Romana’s expression as she gets assigned ‘babysit Duggan’ is a joy. Just a flick of the eyes from Lalla Ward, but it’s enough. And yeah, Duggan does rather give the impression that he got fired from the Met for being too violent.
I remember watching this on first broadcast and thinking ‘Huh? How did he get here?’ My incipient bonkers theorising led me to think at the time that Kerensky had succeeded in his time travel experiments.

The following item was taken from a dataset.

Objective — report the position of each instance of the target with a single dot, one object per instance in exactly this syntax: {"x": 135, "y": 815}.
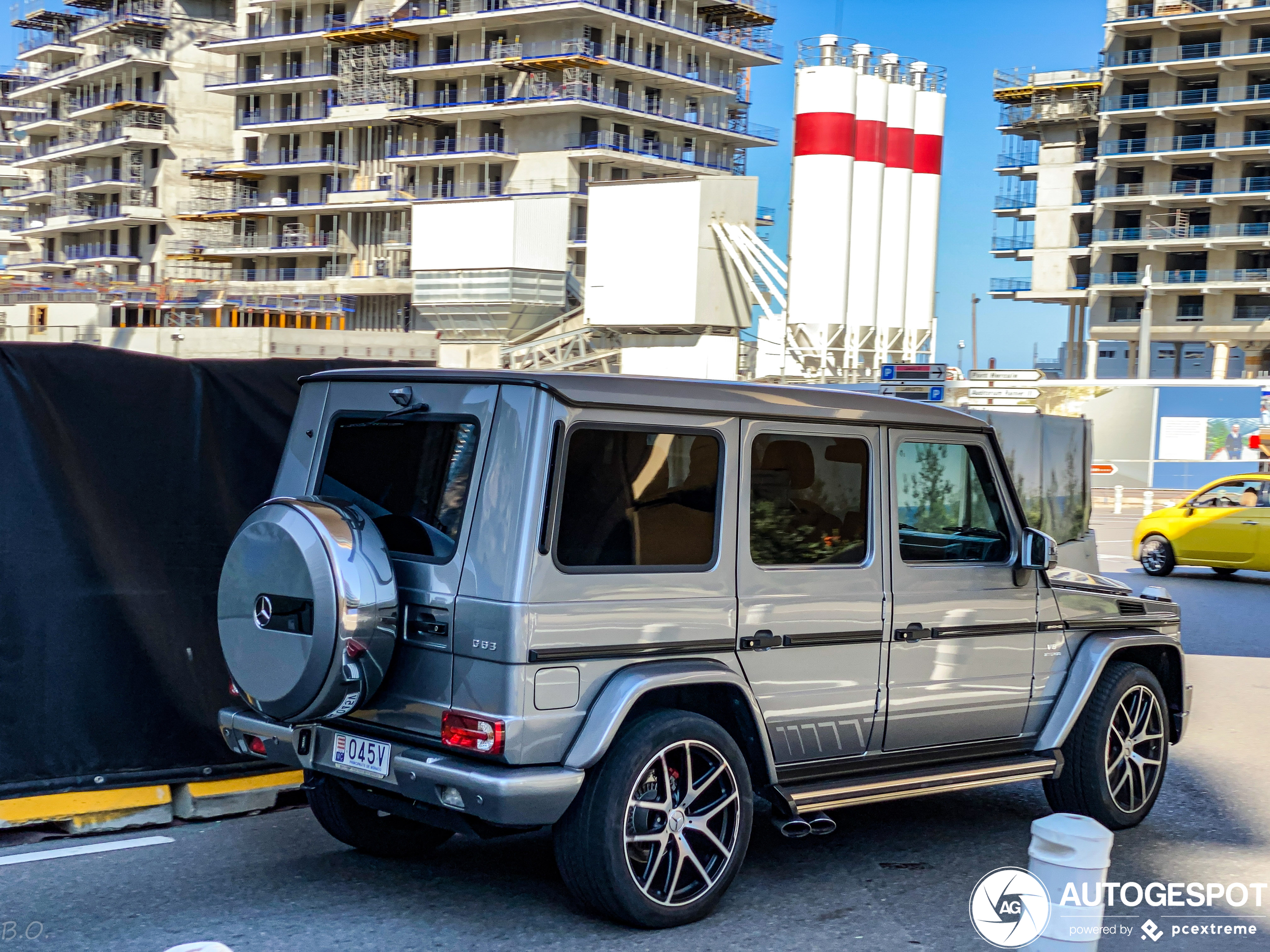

@thekrynoidman – Rory wasn’t dim. Rory was merely the ‘only sane man’ in Team TARDIS. His life up to the point he met the Doctor hadn’t really prepared him for pretending to be a gondolier in Sixteenth Century Venice so that he could get his fiancee into a boarding school for trainee vampires who turned out to be alien fish people with mad fencing skillz.
Since this turned out to be a normal day in the TARDIS, he was at somewhat of a disadvantage…
16 June 2014 at 10:32 #28309Am really enjoying seeing this for the first time (must have missed seeing it as a kid).
Completely agree about the dialogue etc though must say that I think Duggan is being played as though this is a ‘farce’.
Its all a bit too much for me – while trying to figure out how to describe what I meant I read a description of farce:
a comic dramatic work using buffoonery and horseplay and typically including crude characterization and ludicrously improbable situations.
Now, I’d agree that you can read that and think yep, this is comic, the Doctor is using buffoonery to baffle the villains and its ludicrously improbable, but I wouldn’t say that the Doctor is a crude characterization. Larger-than-life but not crude.
But Duggan’s upturned gaberdine collar and Sam Spade delivery just feel a little out of place, though he has a role to fill and is playing the detective in what could be a farce. Maybe its seeing him with Lalla who’s undercutting everyone else’s acting with her own brilliance that does him a disservice from me.anyway, just an opinion and loving it generally (especially comparing it to Hitchhikers where a similar dialogue exchange is apparent).
18 June 2014 at 13:14 #28333@whisht, – it’s just occurred to me – perhaps Duggan, while obviously being played for comedy, is supposed to be obvious?
That is, if Count Scarlioni is known to be about to steal the Mona Lisa, but is too important to arrest – perhaps Duggan’s real job was to make the Count aware that the Louvre knows exactly what’s going on and has detectives on the case?